To all- I have had dogs for YEARS and, to be honest, these are never things that occurred to me. They make perfect sense. I can't believe I didn't think of those reasons myself! See, I may not be a kibble feeder anymore, but it just goes to show that I can still learn new things about kibble feeding. I feel like I was a terrible owner while I was kibble feeding now (not that my boy didn't hoover his food regardless of lack of variety lol). Thanks all!
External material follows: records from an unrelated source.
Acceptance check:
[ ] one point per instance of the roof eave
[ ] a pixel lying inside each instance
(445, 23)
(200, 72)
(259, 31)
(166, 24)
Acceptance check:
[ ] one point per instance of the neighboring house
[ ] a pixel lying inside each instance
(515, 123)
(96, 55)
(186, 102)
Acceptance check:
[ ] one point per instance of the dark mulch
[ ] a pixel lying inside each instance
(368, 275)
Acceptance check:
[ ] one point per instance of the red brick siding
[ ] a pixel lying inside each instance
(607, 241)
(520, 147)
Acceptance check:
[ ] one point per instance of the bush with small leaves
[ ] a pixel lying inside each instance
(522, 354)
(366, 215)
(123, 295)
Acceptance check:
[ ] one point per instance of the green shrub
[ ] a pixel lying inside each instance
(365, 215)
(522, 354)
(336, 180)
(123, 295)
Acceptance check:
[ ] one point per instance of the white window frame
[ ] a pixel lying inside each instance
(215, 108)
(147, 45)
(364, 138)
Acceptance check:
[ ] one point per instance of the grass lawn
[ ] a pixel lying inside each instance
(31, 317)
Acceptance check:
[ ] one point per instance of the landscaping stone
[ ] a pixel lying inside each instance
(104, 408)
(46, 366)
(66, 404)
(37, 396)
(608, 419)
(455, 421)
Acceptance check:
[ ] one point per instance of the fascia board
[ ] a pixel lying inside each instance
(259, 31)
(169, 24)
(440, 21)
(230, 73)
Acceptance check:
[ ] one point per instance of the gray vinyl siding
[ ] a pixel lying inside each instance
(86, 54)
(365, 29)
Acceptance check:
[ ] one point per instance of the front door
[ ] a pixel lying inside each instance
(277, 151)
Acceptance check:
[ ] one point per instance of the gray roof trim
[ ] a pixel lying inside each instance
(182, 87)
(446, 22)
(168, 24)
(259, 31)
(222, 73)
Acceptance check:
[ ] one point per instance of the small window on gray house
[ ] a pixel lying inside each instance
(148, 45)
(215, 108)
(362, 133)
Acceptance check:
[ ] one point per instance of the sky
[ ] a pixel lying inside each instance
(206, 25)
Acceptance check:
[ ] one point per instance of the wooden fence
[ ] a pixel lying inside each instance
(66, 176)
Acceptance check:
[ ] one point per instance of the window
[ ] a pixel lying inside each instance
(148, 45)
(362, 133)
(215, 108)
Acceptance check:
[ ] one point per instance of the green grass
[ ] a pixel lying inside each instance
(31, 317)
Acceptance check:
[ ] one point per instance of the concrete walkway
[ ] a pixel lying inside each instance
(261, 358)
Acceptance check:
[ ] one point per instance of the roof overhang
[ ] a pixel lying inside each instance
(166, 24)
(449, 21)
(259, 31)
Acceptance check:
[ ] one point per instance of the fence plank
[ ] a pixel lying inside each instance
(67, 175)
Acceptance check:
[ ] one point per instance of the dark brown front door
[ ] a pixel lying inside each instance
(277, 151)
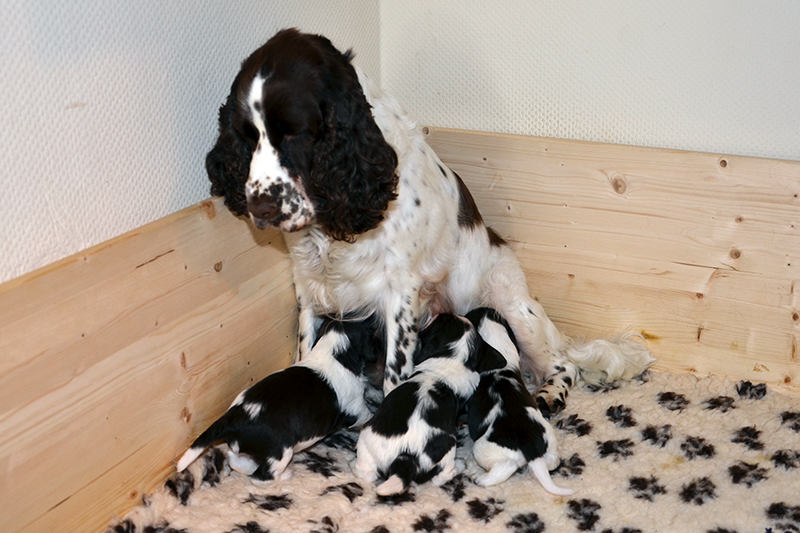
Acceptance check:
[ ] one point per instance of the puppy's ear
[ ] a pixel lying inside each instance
(228, 163)
(485, 358)
(353, 175)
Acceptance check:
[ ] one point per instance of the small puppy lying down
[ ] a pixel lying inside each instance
(412, 436)
(508, 430)
(292, 409)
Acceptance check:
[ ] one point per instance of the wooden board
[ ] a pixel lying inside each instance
(698, 252)
(115, 358)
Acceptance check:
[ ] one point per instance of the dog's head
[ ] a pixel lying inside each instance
(298, 143)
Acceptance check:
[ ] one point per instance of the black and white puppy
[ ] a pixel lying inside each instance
(412, 436)
(292, 409)
(508, 430)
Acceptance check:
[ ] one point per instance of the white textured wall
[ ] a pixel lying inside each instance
(109, 107)
(705, 75)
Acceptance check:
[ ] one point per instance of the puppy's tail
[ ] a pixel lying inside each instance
(219, 430)
(602, 361)
(403, 470)
(539, 468)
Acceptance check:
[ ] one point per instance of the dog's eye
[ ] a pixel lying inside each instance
(250, 134)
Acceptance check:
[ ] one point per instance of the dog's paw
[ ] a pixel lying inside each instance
(550, 402)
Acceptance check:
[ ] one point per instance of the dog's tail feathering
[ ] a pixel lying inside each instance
(541, 343)
(219, 430)
(602, 361)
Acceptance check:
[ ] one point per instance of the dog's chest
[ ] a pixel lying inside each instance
(339, 277)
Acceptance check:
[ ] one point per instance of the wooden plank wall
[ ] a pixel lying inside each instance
(113, 359)
(699, 252)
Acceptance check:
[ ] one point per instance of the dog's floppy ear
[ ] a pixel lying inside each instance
(353, 172)
(228, 163)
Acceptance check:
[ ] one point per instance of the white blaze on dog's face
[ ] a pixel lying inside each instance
(275, 194)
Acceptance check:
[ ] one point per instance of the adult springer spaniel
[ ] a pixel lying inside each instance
(374, 221)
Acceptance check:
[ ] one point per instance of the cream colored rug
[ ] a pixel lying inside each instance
(665, 453)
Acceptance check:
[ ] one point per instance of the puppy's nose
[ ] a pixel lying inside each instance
(262, 207)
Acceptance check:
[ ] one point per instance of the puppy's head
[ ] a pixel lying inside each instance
(312, 147)
(456, 337)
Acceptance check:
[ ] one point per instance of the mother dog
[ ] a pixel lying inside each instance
(374, 221)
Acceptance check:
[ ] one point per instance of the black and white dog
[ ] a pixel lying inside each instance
(292, 409)
(374, 221)
(412, 437)
(508, 430)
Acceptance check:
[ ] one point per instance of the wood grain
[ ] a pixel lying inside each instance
(114, 359)
(700, 252)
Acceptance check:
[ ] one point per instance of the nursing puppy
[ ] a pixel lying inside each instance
(412, 436)
(508, 430)
(292, 409)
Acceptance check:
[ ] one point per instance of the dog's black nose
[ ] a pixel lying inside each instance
(262, 207)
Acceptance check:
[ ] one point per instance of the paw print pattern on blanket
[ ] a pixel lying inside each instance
(681, 454)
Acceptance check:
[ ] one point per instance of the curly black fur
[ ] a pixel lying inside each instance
(228, 163)
(346, 166)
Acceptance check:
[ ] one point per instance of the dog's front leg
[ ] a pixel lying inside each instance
(307, 324)
(402, 319)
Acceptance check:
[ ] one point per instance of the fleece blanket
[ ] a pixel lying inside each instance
(664, 453)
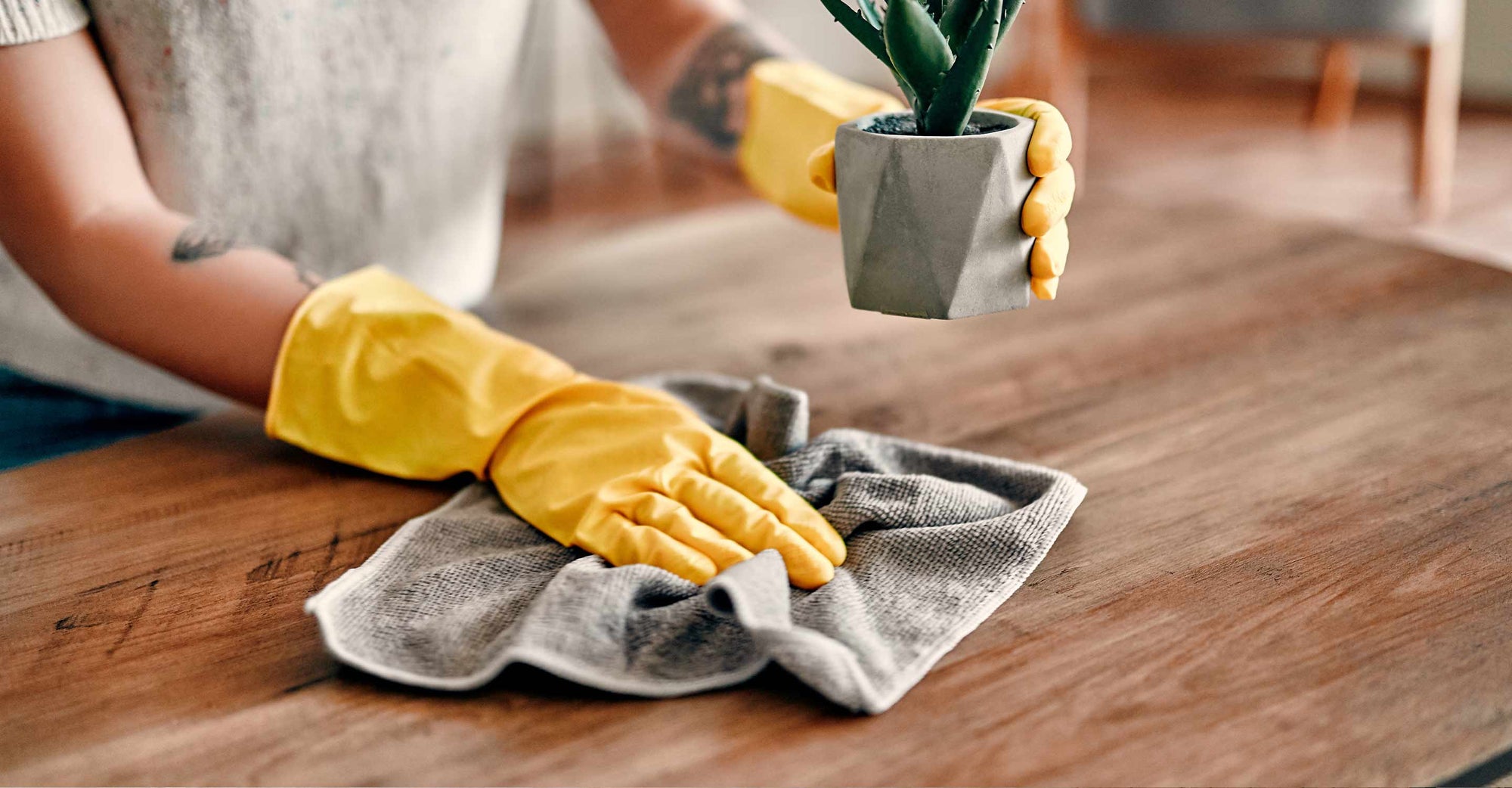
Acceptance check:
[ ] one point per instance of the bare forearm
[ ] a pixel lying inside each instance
(689, 61)
(81, 219)
(178, 296)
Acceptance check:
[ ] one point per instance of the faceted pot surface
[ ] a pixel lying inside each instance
(931, 225)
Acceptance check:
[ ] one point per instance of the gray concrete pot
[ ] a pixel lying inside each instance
(931, 225)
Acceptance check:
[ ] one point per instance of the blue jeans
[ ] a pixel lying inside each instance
(40, 421)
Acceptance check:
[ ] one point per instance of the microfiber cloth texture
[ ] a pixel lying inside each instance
(937, 541)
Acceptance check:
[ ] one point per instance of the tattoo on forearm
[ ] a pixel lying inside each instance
(708, 93)
(200, 241)
(203, 241)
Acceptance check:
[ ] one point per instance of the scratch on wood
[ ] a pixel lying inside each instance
(73, 622)
(131, 624)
I feel very educated now


----------



## doggiedad (Jan 23, 2011)

i always switch brands of kibble from bag to bag.
i also keep different brands of can food on hand. 
i also feed my dog raw ground beef, cooked boneless
and skinless chicken breast, can fish (in water no salt added),
fresh fish, salmon oil, organic yogurt, quinoa, millet, rice, ground flax seed,
Asian pears (he won't eat other varieties), apples. i sure there's more i feed
him but i can't think of it a the moment. i like giving my dog a variety
of good food. i read somewhere when you switch kibble and can your dog
receives nutrients from one brand that might not be in another brand.
feeding a dog the samething a couple of times a day seems boring besides
when feeding a variety your dog gets a variety of nutrients.


----------



## Serendipity (Aug 13, 2010)

doggiedad said:


> i always switch brands of kibble from bag to bag.
> i also keep different brands of can food on hand.
> i also feed my dog raw ground beef, cooked boneless
> and skinless chicken breast, can fish (in water no salt added),
> ...


Just curious -- why are you adding more carbs to your dog's food?


----------



## doggiedad (Jan 23, 2011)

how much is to much??



doggiedad said:


> i always switch brands of kibble from bag to bag.
> i also keep different brands of can food on hand.
> i also feed my dog raw ground beef, cooked boneless
> and skinless chicken breast, can fish (in water no salt added),
> ...





Serendipity said:


> Just curious -- why are you adding more carbs to your dog's food?


----------



## Scarlett_O' (May 19, 2011)

doggiedad said:


> how much is to much??


Umm.let me think about that one...OH YA!! _*Any/all!!*_


----------



## doggiedad (Jan 23, 2011)

are dogs not allowed to have carbs? why are carbs bad for them?



Serendipity said:


> Just curious -- why are you adding more carbs to your dog's food?





doggiedad said:


> how much is to much?
> 
> 
> 
> ...


----------



## Liz (Sep 27, 2010)

Dogs get everything they need frommeat, organ and bone. They do not digest most carbs.


----------